By Nicole Harris
For the past few months, the Centers for Disease Control and Prevention (CDC) has recommended the use of cloth face masks to control the spread of COVID-19. The masks should be worn in public and near people outside of your household, especially when social distancing measures are difficult to maintain.
But cloth face coverings have some downsides: They’re hot and uncomfortable, they don’t cover the eyes, and most children don’t like wearing them. That’s why some parents are turning to face shields instead. These plastic barriers cover the entire face (including the eyes) with a transparent barrier.
Despite their popularity among parents, however, the CDC doesn’t recommend use of face shields as a substitute for masks. “At this time, it is not known what level of protection a face shield provides to people nearby from the spray of respiratory droplets from the wearer,” according to the organization. “There is currently not enough evidence to support the effectiveness of face shields for source control.”
Instead, experts recommend that parents use face shields only along with masks for extra protection against COVID-19. Here’s everything you need to know about the face mask vs. face shield debate.
The pros of face shields
Usually made from plastic, face shields create a barrier over a person’s entire face. Wearing them has several benefits for kids:
- Shields don’t directly touch the face, and they stay put with built-in headbands. This design might feel more comfortable for kids—especially in warm, humid weather.
- COVID-19 transmits mainly through respiratory droplets that might enter through the mucous membranes of the eyes. Unlike face masks, shields create a protective barrier over the eyes.
- The see-through exterior makes communication easier for the deaf population, as well as kids with special needs and learning disorders.
- Wearers don’t need to adjust shields as often as face masks. Less contact with the face means fewer chances of COVID-19 transmission.
- Face shields can be washed and re-worn.
The cons of face shields
The coronavirus is mainly spread through respiratory droplets from coughs and sneezes. It might also be transmitted by airborne particles released with talking, exhaling, coughing, or sneezing. Face masks work by containing these particles, which protects everyone around a contagious individual, even if the sick person is asymptomatic or pre-symptomatic. When worn properly, the mask should cover your mouth and nose, fit securely underneath the chin, and rest snugly against the sides of the face, according to Marnie Granados, M.D., a CHOC pediatrician.
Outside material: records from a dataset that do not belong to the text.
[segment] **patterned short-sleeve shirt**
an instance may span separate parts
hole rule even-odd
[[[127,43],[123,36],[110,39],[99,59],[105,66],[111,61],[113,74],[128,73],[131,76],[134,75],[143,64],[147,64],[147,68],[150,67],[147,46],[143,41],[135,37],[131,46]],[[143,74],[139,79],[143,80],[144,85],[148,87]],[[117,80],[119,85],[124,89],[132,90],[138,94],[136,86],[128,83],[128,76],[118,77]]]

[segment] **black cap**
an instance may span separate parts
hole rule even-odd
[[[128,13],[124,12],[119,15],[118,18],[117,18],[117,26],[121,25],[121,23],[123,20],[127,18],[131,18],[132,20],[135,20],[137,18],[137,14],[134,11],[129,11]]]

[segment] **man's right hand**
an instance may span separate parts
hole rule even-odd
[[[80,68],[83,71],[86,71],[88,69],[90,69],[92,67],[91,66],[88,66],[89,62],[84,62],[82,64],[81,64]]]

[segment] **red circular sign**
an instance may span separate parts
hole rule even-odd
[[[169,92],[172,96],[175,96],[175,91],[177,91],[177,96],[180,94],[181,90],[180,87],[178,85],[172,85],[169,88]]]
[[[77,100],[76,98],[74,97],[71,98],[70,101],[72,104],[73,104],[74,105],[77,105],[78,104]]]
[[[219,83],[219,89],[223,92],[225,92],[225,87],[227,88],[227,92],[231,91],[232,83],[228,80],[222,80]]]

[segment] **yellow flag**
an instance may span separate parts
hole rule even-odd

Face shields, on the other hand, don’t provide the same level of protection against COVID-19. The plastic barrier doesn’t fit snugly against the face, meaning that infectious particles can still leak through the bottom and sides. Take this recent event from a Switzerland hotel: Employees relying on face shields for COVID-19 protection contracted the virus, but those wearing masks received negative test results. What’s more, a guest contracted COVID-19 after contact with a shield-wearing employee.
To sum it up, anything that isn’t currently approved by the CDC shouldn’t be used as facial protection, says Belinda Dao, M.D., a CHOC pediatrician.
How to wear face shields properly
Want to give your child added defense against COVID-19? They can wear a face mask in addition to a shield. This get-up covers their mouth, nose, and eyes, which decreases their chances of contracting the virus. If your child has COVID-19 (asymptomatically, pre-symptomatically, or with symptoms), wearing a mask with a shield can better protect people around them from contamination. Note that babies should never wear face shields, as it poses a risk for suffocation.
Make sure your child washes their hands (or uses a hand sanitizer with at least 60 percent alcohol) before handling the face shield. Clean the shield between each use with “a wipe or clean cloth saturated with EPA-registered hospital disinfectant solution,” according to the CDC. You can also remove residue with clean water or alcohol, and let the shield air dry completely between uses. Always wash your hands after cleaning the shield! Disposable face shields should be thrown away after each use.
What if my child can’t wear a mask?
Some children have difficulties wearing face masks because they’re hard of hearing, interacting with a deaf individual, have sensory issues, etc. In these cases, the CDC recommends wearing plastic shields that “ wrap around the sides of the wearer’s face and extend below the chin.” Hooded face shields may also provide more protection against COVID-19.